Guerre. Histoires d’Ukraine

Les Ukrainiens racontent comment ils vivent pendant la guerre

«Les russes ne savent pas que leurs enfants meurent», Maria, 51 ans, Berdiansk

par | 6 mars 2022 | Guerre. Histoires d'Ukraine

 

 

Maria Spirina est une obstétricienne-gynécologue de 51 ans à la maternité de Berdiansk. Elle a passé les trois premiers jours de la guerre au travail. Avec des autres médecins, elle recevait des femmes enceintes et des femmes qui accouchaient de Berdiansk et des villages voisins.

«Ce qui nous inquiétait le plus, c’était de savoir comment les gens pourraient se rendre à la maternité», se souvient Maria. – «Beaucoup de gens restaient chez eux jusqu’à la dernière minute. Mais le 27 février, une femme a commencé à accoucher dans la zone où la fusillade était forte (dans le village de Berestovo). Elle s’est cachée au sous-sol et ne pouvait pas sortir. Elle était enceinte de sept mois et saignait activement pendant une heure au sous-sol. Les ambulances avaient peur d’y aller.»

Cependant, les médecins ont emmené la femme: une voiture l’a amenée au poste de contrôle à l’entrée de Berdiansk, l’autre à la maternité. Il fallait deux heures pour parcourir 40 kilomètres.

A 4 heures du matin, après une césarienne, une petite fille pesant 1 880 grammes est née.

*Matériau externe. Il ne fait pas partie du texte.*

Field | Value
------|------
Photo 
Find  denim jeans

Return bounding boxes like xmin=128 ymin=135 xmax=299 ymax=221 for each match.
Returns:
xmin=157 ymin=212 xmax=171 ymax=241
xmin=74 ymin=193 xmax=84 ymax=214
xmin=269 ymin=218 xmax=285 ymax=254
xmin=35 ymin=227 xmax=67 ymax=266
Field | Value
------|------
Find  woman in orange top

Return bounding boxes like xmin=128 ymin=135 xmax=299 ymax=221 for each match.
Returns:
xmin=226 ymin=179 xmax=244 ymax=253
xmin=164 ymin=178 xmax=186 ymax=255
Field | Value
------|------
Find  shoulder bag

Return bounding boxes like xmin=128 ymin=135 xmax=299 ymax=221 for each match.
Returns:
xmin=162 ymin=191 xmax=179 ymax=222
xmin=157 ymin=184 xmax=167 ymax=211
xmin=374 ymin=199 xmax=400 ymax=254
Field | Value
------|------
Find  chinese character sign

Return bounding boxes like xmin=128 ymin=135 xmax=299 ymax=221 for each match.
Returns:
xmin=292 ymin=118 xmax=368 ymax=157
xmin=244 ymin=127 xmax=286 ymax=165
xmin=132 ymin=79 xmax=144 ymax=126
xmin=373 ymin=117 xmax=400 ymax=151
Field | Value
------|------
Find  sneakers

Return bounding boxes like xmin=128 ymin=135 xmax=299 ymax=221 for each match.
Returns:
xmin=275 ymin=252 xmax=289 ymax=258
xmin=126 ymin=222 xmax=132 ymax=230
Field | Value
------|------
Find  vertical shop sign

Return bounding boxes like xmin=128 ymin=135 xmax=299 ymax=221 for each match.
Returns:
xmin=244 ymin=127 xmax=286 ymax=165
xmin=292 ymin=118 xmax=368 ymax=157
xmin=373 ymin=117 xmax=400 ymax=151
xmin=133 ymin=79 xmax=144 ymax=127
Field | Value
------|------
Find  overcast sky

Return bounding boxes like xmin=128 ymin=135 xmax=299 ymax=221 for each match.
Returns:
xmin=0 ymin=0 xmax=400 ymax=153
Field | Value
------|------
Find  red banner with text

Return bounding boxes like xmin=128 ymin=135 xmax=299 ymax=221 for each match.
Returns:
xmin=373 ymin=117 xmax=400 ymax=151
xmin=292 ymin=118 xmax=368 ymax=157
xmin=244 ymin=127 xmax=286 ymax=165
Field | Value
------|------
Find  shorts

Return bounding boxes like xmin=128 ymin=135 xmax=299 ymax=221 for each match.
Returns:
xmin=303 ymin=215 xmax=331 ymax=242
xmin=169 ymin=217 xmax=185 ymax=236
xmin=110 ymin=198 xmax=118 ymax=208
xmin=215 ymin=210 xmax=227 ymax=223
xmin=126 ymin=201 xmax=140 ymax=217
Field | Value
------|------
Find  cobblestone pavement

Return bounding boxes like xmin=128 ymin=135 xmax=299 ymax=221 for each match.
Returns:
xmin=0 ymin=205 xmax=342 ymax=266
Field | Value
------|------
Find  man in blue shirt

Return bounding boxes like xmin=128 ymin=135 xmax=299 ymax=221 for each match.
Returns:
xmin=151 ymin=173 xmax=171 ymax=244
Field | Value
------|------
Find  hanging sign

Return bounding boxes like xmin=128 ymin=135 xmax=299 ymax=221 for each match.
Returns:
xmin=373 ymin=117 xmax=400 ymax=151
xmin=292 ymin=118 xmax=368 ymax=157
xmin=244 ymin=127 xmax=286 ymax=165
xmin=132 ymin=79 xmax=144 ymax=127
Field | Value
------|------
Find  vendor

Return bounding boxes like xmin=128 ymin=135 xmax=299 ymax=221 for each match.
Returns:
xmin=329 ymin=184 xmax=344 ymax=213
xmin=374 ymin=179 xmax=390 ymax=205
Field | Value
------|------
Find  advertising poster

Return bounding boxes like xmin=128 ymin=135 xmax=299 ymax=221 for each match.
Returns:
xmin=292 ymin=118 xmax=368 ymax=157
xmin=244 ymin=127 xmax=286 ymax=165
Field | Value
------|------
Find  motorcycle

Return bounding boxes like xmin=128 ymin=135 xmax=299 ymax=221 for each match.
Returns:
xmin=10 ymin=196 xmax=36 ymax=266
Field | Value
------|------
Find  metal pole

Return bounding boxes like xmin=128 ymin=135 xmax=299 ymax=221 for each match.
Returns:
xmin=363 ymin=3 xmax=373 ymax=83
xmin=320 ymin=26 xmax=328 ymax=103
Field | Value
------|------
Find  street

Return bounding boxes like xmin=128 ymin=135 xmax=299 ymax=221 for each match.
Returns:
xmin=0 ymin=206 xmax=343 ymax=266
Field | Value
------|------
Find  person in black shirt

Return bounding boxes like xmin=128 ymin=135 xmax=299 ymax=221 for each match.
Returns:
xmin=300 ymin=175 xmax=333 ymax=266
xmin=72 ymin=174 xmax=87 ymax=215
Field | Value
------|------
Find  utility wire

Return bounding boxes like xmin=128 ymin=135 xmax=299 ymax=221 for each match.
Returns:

Anna, mère effrayée, a perdu plus de 1,5 litre de sang. Aucun de ses proches n’a pas pu venir du village à la ville pour apporter à la jeune mère des choses nécessaires et de la nourriture. La zone est occupée par des colonnes ennemies russes, dans certains villages, des batailles se déroulent. Les médecins nourrissaient la femme avec l’alimentation de l’hôpital et ont fourni une boîte avec des choses de première nécessité pour bébé. Plus tard, les volontaires ont appris ce qui se passait, ils ont commencé à apporter de la nourriture. Des gens ont apporté du lait et du lait maternisé.

Au cours de dix premiers jours de la guerre, 18 garçons et six filles sont nés à la maternité de Berdiansk. Parmi ces enfants, il y a deux jumeaux dont la mère est réfugiée de la région de Donetsk.

Maintenant, il est encore possible d’accoucher: il y a suffisamment d’oxygène, de médicaments et de nourriture, la pharmacie fonctionne. Pourtant, on ne sait pas ce qui se passera dans une semaine.

Lors d’un raid aérien, les médecins récupèrent les bébés et descendent au sous-sol avec les femmes. Après les opérations chirurgicales difficiles, certains médecins restent auprès des patients dans les couloirs entre les murs porteurs. Certains employés habitant aux villages ne peuvent pas rentrer chez eux, ils vivent donc à l’hôpital depuis plusieurs jours.

Pendant la guerre, Maria n’est pas seulement gynécologue mais aussi psychologue. Elle parle beaucoup avec les patientes, les rassure et leur dit où se cacher pendant les bombardements. En outre, elle consulte constamment les femmes enceintes par téléphone, donc il ne lui reste que trois ou quatre heures de sommeil par jour.

La guerre choque Maria. Après les bombardements de Kharkiv, la femme a pleuré pendant quatre jours, mais a dû prendre les choses en main pour rester calme en face de ses patients.

Maria a très peur de perdre ses proches. La ville de Vasylivka où vivent les parents de son mari est sous le feu des russes. Les personnes âgées restent depuis plusieurs jours au sous-sol sans électricité ni eau, il est impossible de les évacuer du territoire occupé.

Son travail préféré et sa famille, en particulier son fils de 8 ans, l’aident à faire face au stress.

«Je suis née en Russie et j’ai déménagé en Ukraine quand j’étais enfant», se souvient Maria Spirina. – «Je suis allemande de nationalité. J’ai eu l’occasion de partir en Allemagne et en Russie, mais je ne peux pas m’empêcher d’aller travailler et d’aider les gens. Maintenant, je considère l’Ukraine comme mon pays. Et j’ai très honte de ma patrie.»

«Je compatis aux russes parce qu’ils ne savent pas que leurs enfants meurent et ne comprennent pas les horreurs de la guerre. Mais quand tout sera fini, l’illumination viendra. Comment vivront-ils après cela?»